沈榭的表情在女帝出現時就已經恢復了正常,他還能向傾姮行一個禮,「陛下。」
傾姮盯著他的衣服驚訝道,「真人的衣裳怎麼沾了一些黃色?」
沈榭不以為意,「不過是一些污穢,陛下不必在意。」
傾姮表現得一副了然的樣子笑了,「原來如此,這些鳥兒定然是喜喜愛真人才會想要留一些禮物送給真人。」
「貧道失儀,無法陪同陛下狩獵了,乃貧道之過。請陛下且讓貧道換一聲衣裳。

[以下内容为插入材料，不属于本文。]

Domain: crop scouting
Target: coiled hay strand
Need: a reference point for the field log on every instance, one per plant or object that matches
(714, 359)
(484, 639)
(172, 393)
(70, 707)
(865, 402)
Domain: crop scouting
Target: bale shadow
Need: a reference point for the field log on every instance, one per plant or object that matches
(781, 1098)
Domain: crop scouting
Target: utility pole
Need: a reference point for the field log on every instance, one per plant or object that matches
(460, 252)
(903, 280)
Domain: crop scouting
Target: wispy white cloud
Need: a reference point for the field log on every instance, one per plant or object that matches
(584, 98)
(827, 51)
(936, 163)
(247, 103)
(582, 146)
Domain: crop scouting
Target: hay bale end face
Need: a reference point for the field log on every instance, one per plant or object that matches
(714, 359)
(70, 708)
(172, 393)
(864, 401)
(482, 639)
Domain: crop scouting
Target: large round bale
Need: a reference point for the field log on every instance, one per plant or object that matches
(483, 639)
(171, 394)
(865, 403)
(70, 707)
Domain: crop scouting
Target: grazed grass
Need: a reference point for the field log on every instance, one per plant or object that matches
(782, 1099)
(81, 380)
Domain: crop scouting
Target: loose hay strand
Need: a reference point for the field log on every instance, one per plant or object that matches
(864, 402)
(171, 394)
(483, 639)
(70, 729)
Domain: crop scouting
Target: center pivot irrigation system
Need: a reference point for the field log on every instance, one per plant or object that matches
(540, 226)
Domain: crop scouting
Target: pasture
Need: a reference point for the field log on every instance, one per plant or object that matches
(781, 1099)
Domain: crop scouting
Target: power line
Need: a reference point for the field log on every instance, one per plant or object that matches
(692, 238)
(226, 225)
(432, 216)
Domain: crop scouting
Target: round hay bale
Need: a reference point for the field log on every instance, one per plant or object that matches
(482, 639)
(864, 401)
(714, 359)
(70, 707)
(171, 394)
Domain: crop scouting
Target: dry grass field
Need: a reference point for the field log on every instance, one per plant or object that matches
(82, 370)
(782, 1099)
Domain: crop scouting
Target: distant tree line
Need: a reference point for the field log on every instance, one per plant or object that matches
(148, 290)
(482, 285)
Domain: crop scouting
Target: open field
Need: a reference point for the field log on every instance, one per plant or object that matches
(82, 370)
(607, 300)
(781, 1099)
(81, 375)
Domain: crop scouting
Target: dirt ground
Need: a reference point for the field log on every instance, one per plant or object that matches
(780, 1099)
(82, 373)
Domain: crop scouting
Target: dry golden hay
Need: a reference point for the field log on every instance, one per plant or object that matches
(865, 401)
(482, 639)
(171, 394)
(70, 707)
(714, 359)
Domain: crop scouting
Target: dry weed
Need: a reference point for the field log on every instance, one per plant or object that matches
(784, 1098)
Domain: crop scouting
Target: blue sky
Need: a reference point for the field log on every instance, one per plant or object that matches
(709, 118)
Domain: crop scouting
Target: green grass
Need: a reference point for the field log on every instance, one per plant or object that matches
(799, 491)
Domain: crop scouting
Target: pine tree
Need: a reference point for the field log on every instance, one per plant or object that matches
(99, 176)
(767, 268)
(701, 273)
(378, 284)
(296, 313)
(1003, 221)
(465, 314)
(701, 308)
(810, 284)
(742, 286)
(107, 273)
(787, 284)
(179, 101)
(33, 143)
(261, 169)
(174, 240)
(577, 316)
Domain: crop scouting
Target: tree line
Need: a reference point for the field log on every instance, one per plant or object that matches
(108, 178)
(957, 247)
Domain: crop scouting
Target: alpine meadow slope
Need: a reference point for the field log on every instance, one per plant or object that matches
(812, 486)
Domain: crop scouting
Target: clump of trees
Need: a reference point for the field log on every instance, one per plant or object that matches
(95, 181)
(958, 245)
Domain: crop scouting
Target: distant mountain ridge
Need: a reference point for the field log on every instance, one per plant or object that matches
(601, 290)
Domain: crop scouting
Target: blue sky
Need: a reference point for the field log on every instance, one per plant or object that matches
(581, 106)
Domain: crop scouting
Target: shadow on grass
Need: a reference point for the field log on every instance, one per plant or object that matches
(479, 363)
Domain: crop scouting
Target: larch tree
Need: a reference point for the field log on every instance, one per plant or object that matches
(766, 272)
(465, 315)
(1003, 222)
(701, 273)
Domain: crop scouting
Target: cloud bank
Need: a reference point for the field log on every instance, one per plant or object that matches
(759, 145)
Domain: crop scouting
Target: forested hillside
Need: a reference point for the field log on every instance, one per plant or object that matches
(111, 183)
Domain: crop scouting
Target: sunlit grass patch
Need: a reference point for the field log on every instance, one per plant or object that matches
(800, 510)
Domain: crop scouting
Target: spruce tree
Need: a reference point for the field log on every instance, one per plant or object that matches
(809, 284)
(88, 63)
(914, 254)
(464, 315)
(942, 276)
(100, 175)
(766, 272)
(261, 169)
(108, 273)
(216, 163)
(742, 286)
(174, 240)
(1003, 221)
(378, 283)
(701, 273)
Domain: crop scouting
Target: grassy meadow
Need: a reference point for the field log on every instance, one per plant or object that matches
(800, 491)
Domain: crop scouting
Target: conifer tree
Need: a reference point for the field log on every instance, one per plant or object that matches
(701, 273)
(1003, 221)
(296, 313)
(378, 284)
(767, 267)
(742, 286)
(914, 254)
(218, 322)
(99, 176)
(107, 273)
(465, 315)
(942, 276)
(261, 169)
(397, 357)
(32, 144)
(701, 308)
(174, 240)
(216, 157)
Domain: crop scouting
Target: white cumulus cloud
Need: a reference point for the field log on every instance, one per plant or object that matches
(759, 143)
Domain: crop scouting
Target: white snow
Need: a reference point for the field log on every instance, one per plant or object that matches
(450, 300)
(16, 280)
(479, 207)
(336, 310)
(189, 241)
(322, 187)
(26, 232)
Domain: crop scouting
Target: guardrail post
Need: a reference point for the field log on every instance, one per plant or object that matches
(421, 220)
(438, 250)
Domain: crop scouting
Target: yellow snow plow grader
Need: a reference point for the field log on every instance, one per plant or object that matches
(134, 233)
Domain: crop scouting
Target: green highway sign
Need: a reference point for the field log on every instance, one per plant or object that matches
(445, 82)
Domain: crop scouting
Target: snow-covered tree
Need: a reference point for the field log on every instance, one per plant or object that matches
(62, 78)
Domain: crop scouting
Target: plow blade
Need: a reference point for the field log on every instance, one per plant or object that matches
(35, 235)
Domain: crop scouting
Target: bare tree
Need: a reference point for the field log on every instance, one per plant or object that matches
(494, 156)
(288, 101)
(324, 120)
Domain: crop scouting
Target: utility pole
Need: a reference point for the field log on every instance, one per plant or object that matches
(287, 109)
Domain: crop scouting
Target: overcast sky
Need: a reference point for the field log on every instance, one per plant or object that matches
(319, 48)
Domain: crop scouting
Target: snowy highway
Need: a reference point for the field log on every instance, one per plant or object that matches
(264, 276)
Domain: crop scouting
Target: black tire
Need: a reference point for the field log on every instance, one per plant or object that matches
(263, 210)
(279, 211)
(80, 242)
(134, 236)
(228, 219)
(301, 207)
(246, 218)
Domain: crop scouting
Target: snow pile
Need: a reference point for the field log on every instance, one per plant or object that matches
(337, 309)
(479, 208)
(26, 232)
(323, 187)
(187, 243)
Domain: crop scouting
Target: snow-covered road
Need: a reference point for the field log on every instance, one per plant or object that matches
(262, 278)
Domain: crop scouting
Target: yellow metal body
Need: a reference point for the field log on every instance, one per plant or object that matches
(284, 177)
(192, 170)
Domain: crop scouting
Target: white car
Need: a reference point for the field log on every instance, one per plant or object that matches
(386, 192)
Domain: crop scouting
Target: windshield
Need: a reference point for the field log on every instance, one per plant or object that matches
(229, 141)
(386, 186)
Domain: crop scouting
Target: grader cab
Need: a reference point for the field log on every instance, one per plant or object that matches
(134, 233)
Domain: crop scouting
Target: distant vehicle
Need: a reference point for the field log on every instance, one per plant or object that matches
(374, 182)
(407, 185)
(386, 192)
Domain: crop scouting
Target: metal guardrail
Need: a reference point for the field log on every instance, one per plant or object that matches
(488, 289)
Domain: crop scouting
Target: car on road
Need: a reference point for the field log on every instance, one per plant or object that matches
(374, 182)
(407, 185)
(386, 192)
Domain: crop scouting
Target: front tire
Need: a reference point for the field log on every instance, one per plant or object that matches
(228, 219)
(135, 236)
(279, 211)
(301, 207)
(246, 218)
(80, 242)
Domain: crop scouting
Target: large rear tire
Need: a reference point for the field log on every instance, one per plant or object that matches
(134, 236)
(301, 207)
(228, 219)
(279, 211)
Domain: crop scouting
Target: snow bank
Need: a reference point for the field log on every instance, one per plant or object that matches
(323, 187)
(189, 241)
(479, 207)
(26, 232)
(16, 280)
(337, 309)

」
這句話比較長,傾姮似乎還比較少听見他說出那麼長的句子,于是便準了他。
沈榭翻身上馬後,傾姮看著他坐到馬鞍上,悠悠地說,「朕也送給真人禮物了,不知真人喜歡不?」
沈榭不明所以,也沒有回話,馬兒在叢林當中奔跑起來。期間,艱難地挪動了一下**,卻發現馬鞍上不知何時被涂滿了糊漿……
傾姮笑著看沈榭離開,才回頭和琮卿說,「這是他唯一的一件道袍了,恐怕他以後穿不上道家的衣裳了。」
沈榭本身的衣服就不多,他兩件道袍一件曾被小伍弄壞了,另一件卻毀在了傾姮的手里,恐怕真想傾姮所說,他以後再穿不上道袍了。
「陛下很討厭真人?那又為何讓他進宮?」
傾姮先是挑眉看著琮卿,然後搖頭,「朕讓他進宮不正是為了成仙,他直到現在都毫無進展,我不過對他懲治一二罷了。」
她和琮卿一起翻身上馬,傾姮說道,「不過,恐怕下次就不會讓他那麼好過了。」
這一次,不過是為了尋他開心罷了。